Claro que a vitória nunca esteve em causa, apesar de, por anedota, ter sido Quim a fazer a primeira defesa do jogo. Desde o pontapé de saída se percebeu que a palavra de ordem, nos dois lados, era circular a bola, fazer poucas faltas e aproveitar os espaços para dar o melhor tratamento possível à bola. Com Deco e Rui Costa lado a lado, sem pressão, com Figo determinado a apagar das memórias a noite infeliz de Aveiro, com Pauleta a ter liberdade para dar vazão ao instinto goleador que faz dele um caso ímpar no futebol português, o primeiro golo demorou apenas dez minutos, e a certeza de que estávamos a caminho de uma goleada de invulgares proporções, outros dez.

Até ao intervalo, as principais estrelas da Selecção tiveram, assim, 45 minutos para afastar os traumas e, sem perder a consistência colectiva, jogar para a plateia. Citando uma frase célebre no futebol português, viram-se coisas bonitas, com especial destaque para a felicidade (cada vez mais rara, como o próprio Scolari já admitiu) de ver Rui Costa e Deco em acção, ao mesmo tempo e com igual liberdade de movimentos.

Pauleta chegou facilmente ao hat-trick, Simão esteve por duas vezes perto de marcar de cabeça (pois...) e Figo selou a noite de paz, noite de amor, com um golo em belo estilo, que não perde beleza pelo facto de ter sido extremamente facilitado por uma defesa embevecida com a técnica do número 7 luso.

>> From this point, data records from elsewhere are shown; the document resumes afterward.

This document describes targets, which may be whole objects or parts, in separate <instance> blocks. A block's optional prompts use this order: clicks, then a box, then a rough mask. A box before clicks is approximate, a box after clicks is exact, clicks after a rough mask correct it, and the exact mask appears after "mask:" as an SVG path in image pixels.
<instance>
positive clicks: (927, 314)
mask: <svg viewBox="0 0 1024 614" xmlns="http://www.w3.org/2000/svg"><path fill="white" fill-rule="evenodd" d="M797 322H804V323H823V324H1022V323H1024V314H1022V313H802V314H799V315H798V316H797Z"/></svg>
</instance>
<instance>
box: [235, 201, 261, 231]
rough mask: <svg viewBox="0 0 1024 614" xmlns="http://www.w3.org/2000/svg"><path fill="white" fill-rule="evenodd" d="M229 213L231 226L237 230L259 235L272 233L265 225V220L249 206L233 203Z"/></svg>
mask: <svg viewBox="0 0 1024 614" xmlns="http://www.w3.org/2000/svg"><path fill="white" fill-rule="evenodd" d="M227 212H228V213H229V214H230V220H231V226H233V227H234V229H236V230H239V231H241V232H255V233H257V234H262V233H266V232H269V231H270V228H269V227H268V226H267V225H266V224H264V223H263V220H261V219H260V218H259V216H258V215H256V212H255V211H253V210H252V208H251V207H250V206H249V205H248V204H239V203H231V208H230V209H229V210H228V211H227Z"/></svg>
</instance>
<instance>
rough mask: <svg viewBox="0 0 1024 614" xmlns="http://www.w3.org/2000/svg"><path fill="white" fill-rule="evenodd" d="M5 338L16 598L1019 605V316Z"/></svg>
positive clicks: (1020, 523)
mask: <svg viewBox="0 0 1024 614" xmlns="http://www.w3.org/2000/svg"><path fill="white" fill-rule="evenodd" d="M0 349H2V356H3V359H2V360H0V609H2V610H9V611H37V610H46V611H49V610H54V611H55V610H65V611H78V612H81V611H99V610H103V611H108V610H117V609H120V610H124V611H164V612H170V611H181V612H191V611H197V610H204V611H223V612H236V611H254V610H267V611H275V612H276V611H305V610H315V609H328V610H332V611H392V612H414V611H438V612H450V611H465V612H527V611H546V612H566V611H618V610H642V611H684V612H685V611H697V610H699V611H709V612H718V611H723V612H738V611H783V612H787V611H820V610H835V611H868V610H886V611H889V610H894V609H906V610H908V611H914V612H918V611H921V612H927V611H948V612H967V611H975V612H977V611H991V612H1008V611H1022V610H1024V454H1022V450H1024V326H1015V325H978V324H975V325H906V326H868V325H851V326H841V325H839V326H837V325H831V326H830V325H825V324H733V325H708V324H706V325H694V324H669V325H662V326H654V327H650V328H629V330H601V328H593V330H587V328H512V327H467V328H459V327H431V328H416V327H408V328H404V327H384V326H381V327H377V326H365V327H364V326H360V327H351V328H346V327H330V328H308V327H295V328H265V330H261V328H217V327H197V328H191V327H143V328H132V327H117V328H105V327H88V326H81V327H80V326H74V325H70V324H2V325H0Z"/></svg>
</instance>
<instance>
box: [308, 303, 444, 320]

Nuno Gomes, ano e meio depois

Após o intervalo, com Fernando Couto, Figo e Rui Costa saciados de aplausos, Scolari deu início ao plano B, lançando Caneira e testando Beto a meio-campo, ao lado de Costinha, para deixar Deco como único maestro atrás de um trio ofensivo onde já estava Boa Morte. Pauleta chegou ao poker, diante de um adversário cada vez mais desgastado pelo passar dos minutos, e logo a seguir foi para o balneário, dando lugar a Nuno Gomes.

O jogo já dava para tudo, até para que a troca de Deco por Rogério Matias permitisse a Rui Jorge (sim, sim!) cerca de 25 minutos de puro prazer como médio ofensivo. E como Nuno Gomes, muito acarinhado pelo público, percebeu cedo que tinha uma oportunidade de ouro para pôr fim a um jejum de ano e meio na Selecção, o resultado chegou até aos 8-0 finais, só por acaso não se traduzindo na maior goleada da História da Selecção.

Pouco importa: o Natal antecipado foi justo na distribuição de prendas. Leiria teve a sua festa, Scolari ganhou um momento de pausa nas polémicas, os artistas, com Deco e Rui Costa à cabeça, um momento raro de liberdade absoluta e os avançados, um carregamento de golos para ganhar moral. Pena que até ao Europeu não haja mais Koweites no caminho. Mas pelo menos, a família fez as pazes no encerrar do ano. Os testes a sério seguem dentro de momento.